Normalized debt values are also maintained for the total debt of a collateral type Art
and multiplying it with the same rate accumulator rate
of the collateral type will give the total debt issued.
MCD introduces a new mechanism which pays dai holders additional dai over time based on a rate called the Dai Savings Rate (DSR). This is a rate with no additional risk because the dai is not lent again to other users. Maker governance uses this rate to increase demand by making it attractive for users to purchase and hold dai.
The DSR contract Pot uses the same rate mechanism with one variable to store the savings rate dsr
and a rate accumulator chi
to track the rewards that dai holders receive. Currently the savings rate is not natively integrated into the ERC20 DAI token. Ethereum external accounts or smart contracts have to execute a join
transaction in Pot to earn the savings rate on their dai.
Normalized balances of users are stored in the pie
variable and the real dai balance of users can be calculated by multiplying pie
and chi
anytime.
Rate accumulator chi
value increases when drip
function in the Pot contract is called which increases the balance of all locked dai holders. The Pot contract generates additional dai by recording bad debt first in Vow which will most likely get cancelled with surplus that is also being collected continuously as stability fees from Vaults.
The join
function expects the caller to calculate and input the normalized balance instead of the amount of dai being deposited by the user. It also requires drip
to be executed to ensure the current dai being deposited doesn't earn additional dai for past time before the actual deposit. These details are handled for you if the join proxy script is used instead of join
directly. You can learn more about DSProxy and Proxy Scripts in the Working with DSProxy guide.
Single Collateral Dai (SCD) uses the rate mechanism for collecting stability fees from Collateralized Debt Position (CDP) owners. Technically there are two different rate mechanisms present in the Tub contract to collect two types of fees from CDP owners: governance fee fee
(sent to MKR holders), and stability fee tax
(sent to PETH holders). Normalized debt units for fee
and tax
are ire
and art
, and their rate accumulators are _rhi
and _chi
respectively.
One operational fact that you have to consider is that only the governance fee fee
is activated by Maker governance but it is colloquially referred to by everybody as the stability fee. The technical stability fee tax
in the system has always been dormant with its rate set to 1
ray. We'll also refer to the governance fee as stability fee for the rest of this guide.

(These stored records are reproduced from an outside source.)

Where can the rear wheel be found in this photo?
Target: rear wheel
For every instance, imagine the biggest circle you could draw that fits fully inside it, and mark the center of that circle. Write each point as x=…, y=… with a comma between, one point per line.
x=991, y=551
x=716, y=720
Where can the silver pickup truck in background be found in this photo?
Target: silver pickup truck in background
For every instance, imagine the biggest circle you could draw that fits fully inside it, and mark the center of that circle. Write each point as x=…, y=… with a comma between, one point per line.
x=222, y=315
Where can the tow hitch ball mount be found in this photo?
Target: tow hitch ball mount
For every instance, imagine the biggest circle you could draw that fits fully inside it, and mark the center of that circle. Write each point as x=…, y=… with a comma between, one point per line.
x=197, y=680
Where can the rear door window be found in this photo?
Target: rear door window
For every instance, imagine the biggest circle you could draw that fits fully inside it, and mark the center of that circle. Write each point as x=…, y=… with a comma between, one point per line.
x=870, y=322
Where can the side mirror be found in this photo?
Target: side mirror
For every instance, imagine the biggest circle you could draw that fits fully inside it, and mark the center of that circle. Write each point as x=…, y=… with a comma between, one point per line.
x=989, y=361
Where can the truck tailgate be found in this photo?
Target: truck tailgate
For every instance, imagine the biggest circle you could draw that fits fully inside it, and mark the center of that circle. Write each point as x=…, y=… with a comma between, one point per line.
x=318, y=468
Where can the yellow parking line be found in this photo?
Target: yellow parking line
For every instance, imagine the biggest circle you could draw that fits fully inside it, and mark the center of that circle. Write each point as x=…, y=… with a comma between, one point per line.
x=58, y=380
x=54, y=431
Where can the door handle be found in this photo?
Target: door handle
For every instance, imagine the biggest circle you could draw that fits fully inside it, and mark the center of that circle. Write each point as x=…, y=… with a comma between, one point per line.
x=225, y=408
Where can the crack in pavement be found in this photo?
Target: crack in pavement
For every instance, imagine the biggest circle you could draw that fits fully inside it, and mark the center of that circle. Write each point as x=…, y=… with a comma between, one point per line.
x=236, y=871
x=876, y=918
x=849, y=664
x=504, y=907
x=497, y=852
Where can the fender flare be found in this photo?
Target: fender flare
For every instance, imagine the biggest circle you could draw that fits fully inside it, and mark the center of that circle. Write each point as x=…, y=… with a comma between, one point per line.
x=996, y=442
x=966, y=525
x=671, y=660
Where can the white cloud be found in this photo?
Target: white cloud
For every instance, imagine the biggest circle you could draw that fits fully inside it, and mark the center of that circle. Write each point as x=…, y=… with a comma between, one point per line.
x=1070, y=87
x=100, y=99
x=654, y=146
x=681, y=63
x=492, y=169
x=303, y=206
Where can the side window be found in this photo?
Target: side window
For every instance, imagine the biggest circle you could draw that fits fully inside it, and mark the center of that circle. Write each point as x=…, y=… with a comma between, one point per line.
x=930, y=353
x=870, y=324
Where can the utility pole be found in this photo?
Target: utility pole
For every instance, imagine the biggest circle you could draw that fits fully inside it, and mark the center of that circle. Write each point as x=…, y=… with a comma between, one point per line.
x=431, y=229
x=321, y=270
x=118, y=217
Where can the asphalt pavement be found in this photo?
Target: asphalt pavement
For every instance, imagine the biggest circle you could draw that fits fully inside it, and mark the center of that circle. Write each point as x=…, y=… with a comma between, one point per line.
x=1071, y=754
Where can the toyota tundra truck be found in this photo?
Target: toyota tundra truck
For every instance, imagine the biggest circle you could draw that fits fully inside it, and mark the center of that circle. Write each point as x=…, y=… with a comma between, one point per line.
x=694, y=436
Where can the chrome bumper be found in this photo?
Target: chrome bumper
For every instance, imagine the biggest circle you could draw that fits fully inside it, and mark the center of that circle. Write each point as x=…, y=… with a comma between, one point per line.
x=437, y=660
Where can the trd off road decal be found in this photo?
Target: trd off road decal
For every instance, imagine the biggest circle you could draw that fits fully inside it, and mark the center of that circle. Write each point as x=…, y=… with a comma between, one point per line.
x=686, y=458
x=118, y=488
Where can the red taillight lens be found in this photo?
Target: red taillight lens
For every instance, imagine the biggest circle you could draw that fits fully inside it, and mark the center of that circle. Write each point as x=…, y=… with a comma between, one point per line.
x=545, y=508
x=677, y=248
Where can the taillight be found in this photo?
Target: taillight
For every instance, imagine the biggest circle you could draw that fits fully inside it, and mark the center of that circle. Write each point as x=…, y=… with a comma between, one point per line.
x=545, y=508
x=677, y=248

Stability fees are accounted for in dai but collected in MKR when a CDP owner pays back some of their debt at the price reported by the MKR/USD price feed. Some frontend interfaces have automated this MKR payment for users by integrating with decentralized exchange contracts to buy the necessary amount of MKR using DAI or ETH for the address before wiping debt from the CDP. This MKR is immediately sent to the burner contract Pit which removes it from circulation. It can also be removed from total supply when Pit is authorized by the MKR token.
The drip
call is added to functions that CDP owners execute periodically in SCD to update everyones' stability fees, while in MCD, Maker governance is responsible for executing drip periodically to update the stability fee owed by Vaults instead of Vault owners themselves.
PETH holders receive their compensation through liquidation penalties levied on unsafe CDPs which is a completely different mechanism.
Exponentiation calculation taking too long? Check for a missing decimal point in rate if your python script takes too long to perform the exponentiation calculation.
This guide covered the general rate mechanism and how it is used to track the Stability fee and the Dai Savings Rate in the Maker protocol.